A maternidade é, sem dúvida, eixo-coordenada fundamental, também, da experiência feminina e, por extrapolação, da sociedade: não me parece que possamos descartar-nos de uma evidência tamanha. Todos os esforços para desencarnar os homens e as mulheres, como Sylvianne Agacinsky alerta com inteligência e temor, serão desastrosos. Uma coisa é, sem dúvida, denunciar a forma como a energia da concepção e engendramento de humanos por parte das mulheres foi apropriada por forças poderosas, e que as remeteram, às mulheres, para um longo exílio. Outra coisa é negar a energia da concepção e engendramento de humanos por parte das mulheres, e deixá-la entregue a novas forças que já se provam ser outros corcéis, nomeadamente, as da tecnociência. Além disso, uma criança não deveria resultar de uma espécie de birra civilizacional, ou seja, se o/as outros/as podem tê-las, e fazê-las, por que razão nós não as podemos ter, ou fazer? 

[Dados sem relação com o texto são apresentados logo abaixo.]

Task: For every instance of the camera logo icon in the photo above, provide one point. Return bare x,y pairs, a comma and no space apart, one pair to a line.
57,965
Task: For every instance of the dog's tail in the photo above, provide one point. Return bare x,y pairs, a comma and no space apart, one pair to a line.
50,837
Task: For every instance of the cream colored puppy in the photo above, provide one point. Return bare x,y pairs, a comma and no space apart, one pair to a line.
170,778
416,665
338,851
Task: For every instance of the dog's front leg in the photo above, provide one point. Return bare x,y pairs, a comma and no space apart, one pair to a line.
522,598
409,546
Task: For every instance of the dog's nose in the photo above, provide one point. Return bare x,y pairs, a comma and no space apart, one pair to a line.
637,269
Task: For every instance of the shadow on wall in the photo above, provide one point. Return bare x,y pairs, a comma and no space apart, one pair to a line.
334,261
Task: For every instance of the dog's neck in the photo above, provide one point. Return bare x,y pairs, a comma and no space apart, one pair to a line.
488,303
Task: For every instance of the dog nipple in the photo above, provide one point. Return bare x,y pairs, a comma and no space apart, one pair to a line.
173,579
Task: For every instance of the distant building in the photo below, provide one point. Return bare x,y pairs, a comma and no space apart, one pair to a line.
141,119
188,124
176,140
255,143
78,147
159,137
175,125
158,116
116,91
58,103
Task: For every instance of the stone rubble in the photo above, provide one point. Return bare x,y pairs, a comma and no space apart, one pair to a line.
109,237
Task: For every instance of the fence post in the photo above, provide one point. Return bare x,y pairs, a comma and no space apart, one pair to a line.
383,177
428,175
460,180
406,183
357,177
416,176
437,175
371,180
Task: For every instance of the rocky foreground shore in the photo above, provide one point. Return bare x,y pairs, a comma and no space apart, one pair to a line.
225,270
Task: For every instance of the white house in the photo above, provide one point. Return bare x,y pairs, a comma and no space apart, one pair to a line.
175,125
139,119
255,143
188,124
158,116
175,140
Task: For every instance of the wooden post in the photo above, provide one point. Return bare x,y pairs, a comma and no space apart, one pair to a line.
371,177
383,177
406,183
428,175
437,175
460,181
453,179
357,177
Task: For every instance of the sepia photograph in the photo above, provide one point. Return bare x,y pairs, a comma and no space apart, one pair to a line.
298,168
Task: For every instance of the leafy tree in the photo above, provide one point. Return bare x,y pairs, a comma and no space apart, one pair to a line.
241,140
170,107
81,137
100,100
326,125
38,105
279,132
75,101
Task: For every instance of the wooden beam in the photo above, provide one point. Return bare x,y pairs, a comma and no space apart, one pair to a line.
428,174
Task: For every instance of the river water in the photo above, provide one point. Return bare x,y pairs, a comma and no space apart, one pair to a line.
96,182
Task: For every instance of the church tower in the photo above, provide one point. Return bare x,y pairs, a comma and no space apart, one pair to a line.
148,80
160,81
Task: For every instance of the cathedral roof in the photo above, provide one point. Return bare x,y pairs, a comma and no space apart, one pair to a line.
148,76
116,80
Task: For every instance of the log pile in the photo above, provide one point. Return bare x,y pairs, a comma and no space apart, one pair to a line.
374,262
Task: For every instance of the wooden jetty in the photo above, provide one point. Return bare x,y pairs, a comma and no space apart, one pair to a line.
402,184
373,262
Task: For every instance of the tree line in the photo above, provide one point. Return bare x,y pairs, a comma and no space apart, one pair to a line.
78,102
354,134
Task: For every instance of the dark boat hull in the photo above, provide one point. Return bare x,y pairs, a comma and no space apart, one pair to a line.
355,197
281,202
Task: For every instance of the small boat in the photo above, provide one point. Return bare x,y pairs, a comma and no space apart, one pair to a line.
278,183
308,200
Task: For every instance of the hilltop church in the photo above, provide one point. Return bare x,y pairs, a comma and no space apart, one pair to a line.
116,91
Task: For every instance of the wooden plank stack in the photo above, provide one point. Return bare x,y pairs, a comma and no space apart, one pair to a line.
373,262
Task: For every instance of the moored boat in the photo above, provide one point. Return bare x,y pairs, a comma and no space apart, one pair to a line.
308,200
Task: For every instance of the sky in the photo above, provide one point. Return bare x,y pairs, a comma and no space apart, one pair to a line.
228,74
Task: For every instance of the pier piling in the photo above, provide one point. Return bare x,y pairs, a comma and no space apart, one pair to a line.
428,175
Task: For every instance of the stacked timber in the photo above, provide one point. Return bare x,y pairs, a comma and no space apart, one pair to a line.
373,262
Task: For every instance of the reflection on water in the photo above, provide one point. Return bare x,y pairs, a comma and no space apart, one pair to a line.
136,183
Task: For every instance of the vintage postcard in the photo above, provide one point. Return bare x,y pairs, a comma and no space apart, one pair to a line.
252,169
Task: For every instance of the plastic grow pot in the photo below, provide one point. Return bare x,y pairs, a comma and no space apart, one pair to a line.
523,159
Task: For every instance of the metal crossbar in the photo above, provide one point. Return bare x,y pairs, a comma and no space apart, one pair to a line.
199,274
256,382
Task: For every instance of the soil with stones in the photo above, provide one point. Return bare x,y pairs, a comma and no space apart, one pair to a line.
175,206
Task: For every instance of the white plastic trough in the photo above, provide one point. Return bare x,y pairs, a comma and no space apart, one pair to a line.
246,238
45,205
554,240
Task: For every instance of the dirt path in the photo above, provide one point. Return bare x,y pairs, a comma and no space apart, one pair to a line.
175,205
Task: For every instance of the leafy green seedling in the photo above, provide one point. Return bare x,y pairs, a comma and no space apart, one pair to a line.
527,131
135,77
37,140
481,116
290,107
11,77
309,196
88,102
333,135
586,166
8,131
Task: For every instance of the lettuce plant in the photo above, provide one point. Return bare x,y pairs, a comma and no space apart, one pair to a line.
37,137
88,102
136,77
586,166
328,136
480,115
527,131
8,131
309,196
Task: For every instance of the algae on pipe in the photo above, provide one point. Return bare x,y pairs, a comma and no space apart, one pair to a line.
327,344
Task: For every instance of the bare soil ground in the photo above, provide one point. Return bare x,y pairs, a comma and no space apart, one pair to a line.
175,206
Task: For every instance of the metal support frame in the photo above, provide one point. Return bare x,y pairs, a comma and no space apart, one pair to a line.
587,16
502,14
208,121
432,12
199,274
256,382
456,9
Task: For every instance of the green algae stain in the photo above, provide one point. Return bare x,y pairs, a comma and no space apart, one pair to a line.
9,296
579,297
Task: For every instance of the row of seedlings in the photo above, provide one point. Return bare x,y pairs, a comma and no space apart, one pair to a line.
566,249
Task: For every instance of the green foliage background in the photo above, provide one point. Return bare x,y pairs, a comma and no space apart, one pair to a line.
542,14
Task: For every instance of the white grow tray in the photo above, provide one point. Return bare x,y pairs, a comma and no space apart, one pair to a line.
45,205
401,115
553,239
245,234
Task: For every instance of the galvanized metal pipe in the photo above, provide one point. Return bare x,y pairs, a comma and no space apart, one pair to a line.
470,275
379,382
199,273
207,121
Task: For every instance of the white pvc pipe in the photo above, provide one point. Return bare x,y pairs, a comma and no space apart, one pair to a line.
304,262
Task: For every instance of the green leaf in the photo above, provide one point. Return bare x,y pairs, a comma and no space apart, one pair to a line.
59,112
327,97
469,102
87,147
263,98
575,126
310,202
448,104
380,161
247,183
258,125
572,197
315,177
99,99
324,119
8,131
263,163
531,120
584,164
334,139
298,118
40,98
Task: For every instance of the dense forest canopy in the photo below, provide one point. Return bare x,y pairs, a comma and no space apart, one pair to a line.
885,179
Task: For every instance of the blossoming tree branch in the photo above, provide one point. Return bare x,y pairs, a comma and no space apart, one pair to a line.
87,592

Toda a fantasia de conceber e engendrar humanos fora de um útero de mulher, ou alugando um útero, pertence a homens, e pertence, mais especificamente, a uma certa herança masculina de rarefacção da vida, provindo ainda de uma fractura que o feminino impõe, sempre, ao conhecimento no sentido de uma epistemofilia como a nomeia José Gil. E o que é a epistemofilia? É um conhecimento que não se detém na vida, que segue por uma operatividade imparável e que o faz experimentar sem se preocupar com o sentido. Naturalmente que não nego o amor homossexual e lésbico, nem todo o amor que faça associar seja quem for a quem quer que seja, nem o amor-excedente que de tais relações exala e que pode tocar uma criança. Simplesmente defendo que uma criança provém da diferença, e não me parece que a minha posição seja hétero-normativa, ou cisgénero, ou que não esteja alinhada com o tempo. Além de tal, existem de facto opções, disposições, comportamentos, que devem ser encarados como marginais, com toda a profundidade ontológica e existencial que lhes está associada. 

E em que é que todo este rio de palavras se relaciona com a “Virgem e o Menino” de Giovanni da Modena? Então, porque se trata de uma obra que fixa uma maternidade muito especial, aquela sem pecado original. E aqui obrigo-me a uma paragem: uma criança é de facto feita sem pecado original, porque existe um ponto no amor sexual em que os corpos se dissolvem, as identidades se confundem, o passado e o presente e futuro se suspendem, e a beatitude impera. Por isso é de uma angústia atroz a sociedade pedir a uma mulher que engravidou na sequência de uma violação que mantenha o desejo de ter a criança, o que apenas pode ser deixado ao critério estritamente pessoal, devendo ser simultaneamente preservadas todas as condições de saúde para providenciar a sua opção. 

Também a “Virgem e o Menino” de Giovanni da Modena porque toda e qualquer criança é beatitude, e toda e qualquer mulher, quando em chamado estado de graça, mesmo em situações complexas, e elas existem, sabemo-lo, sabe intimamente que porta uma promessa e encarna sempre o princípio de todos os tempos. Toda a mulher sabe que acolhe uma transcendência dentro de si, mesmo em situações complexas, e elas existem, sabemo-lo: carne da carne. Portanto, o tráfico associado ao nascimento de crianças que correspondem a birras civilizacionais apenas pode significar uma catástrofe humana, esta sem precedentes, já que nunca vista no passado existente e potenciada agora pelos corcéis da tecnociência, que pelo menos desde o século XVII penetra, com devassa, a natureza e, correlativamente, retira sucessivamente os véus ao humano.  

Não compreendam, através destas minhas palavras e posição, que defendo o regresso a outro passado, mas antes, sim, o regresso a um futuro que respeite certos limites e compreenda que o ser humano tem uma dimensão sagrada e transcendente que deveria ser inviolável, e que permanece derradeiramente inscrita no corpo. Um filósofo indagou: o que pode um corpo? Devíamos prestar muita atenção a esta indagação.